(Reuters) - State governments, which have been battling slow economic growth, cut aid to public colleges for five years and now spend 28 percent less per student than they did in 2008, according to a study published on Tuesday.
The reductions in every state except Wyoming and North Dakota average $2,353 for the 75 percent of undergraduates who attend public colleges and show few signs of easing soon, according to the study's lead writer, Phil Oliff of the Center on Budget and Policy Priorities.
"The rate of decline has moderated somewhat, but we don't see clear signs that states are reinvesting in their higher education systems," Oliff said in a conference call with reporters. "They are coming out of an enormous hole."
Revenues for state governments have risen for nearly three years, but are not matching the bounceback after previous recessions, with the rate of increase slowing in the 2012 third quarter, according to the Rockefeller Institute of Government.

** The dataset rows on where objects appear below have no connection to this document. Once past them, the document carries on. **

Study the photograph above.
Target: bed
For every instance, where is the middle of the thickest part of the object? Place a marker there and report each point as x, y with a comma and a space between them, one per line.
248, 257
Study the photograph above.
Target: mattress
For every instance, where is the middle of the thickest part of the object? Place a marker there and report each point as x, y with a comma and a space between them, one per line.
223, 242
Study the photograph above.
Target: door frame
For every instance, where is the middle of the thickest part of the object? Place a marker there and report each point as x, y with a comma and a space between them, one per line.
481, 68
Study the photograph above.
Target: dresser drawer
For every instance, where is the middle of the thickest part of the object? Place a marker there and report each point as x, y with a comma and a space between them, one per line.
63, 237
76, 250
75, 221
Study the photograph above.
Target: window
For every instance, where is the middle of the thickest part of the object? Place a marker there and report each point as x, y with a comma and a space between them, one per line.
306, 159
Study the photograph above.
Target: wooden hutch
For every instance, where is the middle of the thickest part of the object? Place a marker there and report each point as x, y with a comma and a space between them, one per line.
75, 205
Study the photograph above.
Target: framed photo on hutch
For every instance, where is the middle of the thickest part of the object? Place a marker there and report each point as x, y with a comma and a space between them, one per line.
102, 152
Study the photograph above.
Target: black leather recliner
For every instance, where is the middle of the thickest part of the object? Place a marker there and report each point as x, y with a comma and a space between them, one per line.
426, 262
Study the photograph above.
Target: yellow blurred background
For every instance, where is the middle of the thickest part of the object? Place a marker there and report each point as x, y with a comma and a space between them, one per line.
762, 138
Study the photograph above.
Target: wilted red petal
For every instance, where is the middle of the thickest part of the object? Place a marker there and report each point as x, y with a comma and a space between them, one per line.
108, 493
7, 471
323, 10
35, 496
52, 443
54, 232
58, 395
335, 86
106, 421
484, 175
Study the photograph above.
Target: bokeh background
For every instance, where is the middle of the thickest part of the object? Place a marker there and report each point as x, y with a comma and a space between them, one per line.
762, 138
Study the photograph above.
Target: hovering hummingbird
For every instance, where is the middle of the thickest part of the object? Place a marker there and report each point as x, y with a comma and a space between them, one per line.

The cuts by state governments range from nearly $4,800 annually per student in New Mexico to $561 in Alaska and have spurred tuition hikes at public colleges, staff cuts, larger classes and the elimination of courses and departments, the study said.
"Thirty-six states have cut funding by more than 20 percent, with 11 states cutting funding by more than one-third. Two states -- Arizona and New Hampshire -- have cut their higher education spending in half," the study said.
Florida, Oregon, Louisiana and Alabama were among states that pulled back most sharply on college aid, while New York, North Carolina and Maine made the smallest reductions in the years tracked in the study.
Tuition at four-year public colleges has grown on average by $1,850 a year, or 27 percent when adjusted for inflation, since the 2007-2008 academic year, the study said. Tuition in Arizona and California has shot up more than 70 percent.
Other big percentage hikes were in Florida, Georgia, Washington state, Hawaii and Alabama.
State policymakers need to ease away from tax cuts and to consider increasing revenues to reinvigorate their public colleges, the study said.